Also, I think there is a typo in your benchmark code where you test pointblank_distinct_tib
- this is still pointing to the database, which is why your results were virtually the same as pointblank_distinct_sql
. If you change that tbl reference to point to the data.frame, the function runs much faster. I also added pointblank_source
to emulate the query that interrogate
is using (that ultimately gets run 3 times as stated above).
library(pointblank)
library(DBI)
library(RSQLite)
library(tidyverse)
library(bench)
#create large synth data
n_pat <- 1E6
n_diag <- 1E7
diag <- tibble(
repid = sample(1:n_pat, size = n_diag, replace = TRUE),
abrq = sample(20101:20224, size = n_diag, replace = TRUE),
icd = sample(c("E01, E02, E11, E12"), size = n_diag, replace = TRUE),
icd_sub = paste0(icd, ".9")
) %>%
arrange(repid)
#connect sql db
sql_loc <- dbConnect(RSQLite::SQLite(), dbname = tempfile())
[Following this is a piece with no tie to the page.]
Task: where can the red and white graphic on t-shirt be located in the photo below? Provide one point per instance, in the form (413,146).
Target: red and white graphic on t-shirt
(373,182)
dbWriteTable(sql_loc, "diag", diag)
#benchmark pointblank::rows_distinct vs. dplyr::distinct
#added another count to make sure that SQL DISTINCT is actually materialized
results <-
bench::press(
rows = c(1E4),
bench::mark(
pointblank_distinct_sql = create_agent(
tbl = {tbl(sql_loc, "diag") %>% head(rows)}) %>%
rows_distinct() %>%
interrogate(extract_failed = FALSE),
pointblank_distinct_tib = create_agent(
tbl = {diag %>% head(rows)}) %>% # <------- changed this!
rows_distinct() %>%
interrogate(extract_failed = FALSE),
dplyr_distinct_sql = tbl(sql_loc, "diag") %>%
head(n = rows) %>%
distinct() %>%
tally() %>%
collect(),
dplyr_distinct_tib = diag %>%
head(n = rows) %>%
distinct() %>%
tally(),
pointblank_source = tbl(sql_loc, "diag") %>%
head(rows) %>%
dplyr::select(everything()) %>%
dplyr::group_by() %>%
dplyr::mutate(`pb_is_good_` = ifelse(dplyr::n() == 1, TRUE, FALSE)) %>%
dplyr::ungroup() %>%
collect(),
check = FALSE,
iterations = 2
)
)
#> Running with:
#> rows
#> 1 10000
#> Warning: Some expressions had a GC in every iteration; so filtering is
#> disabled.
results
#> # A tibble: 5 × 7
#> expression rows min median `itr/sec` mem_alloc `gc/sec`
#> <bch:expr> <dbl> <bch:tm> <bch:tm> <dbl> <bch:byt> <dbl>
#> 1 pointblank_distinct_sql 10000 10.03s 10.04s 0.0996 12.84MB 0.299
#> 2 pointblank_distinct_tib 10000 50.19ms 51.9ms 19.3 3.19MB 28.9
#> 3 dplyr_distinct_sql 10000 23.55ms 24.85ms 40.2 212.03KB 20.1
#> 4 dplyr_distinct_tib 10000 1.04ms 1.13ms 887. 1.01MB 0
#> 5 pointblank_source 10000 2.57s 2.58s 0.388 878.67KB 0
Created on 2023-09-22 with reprex v2.0.2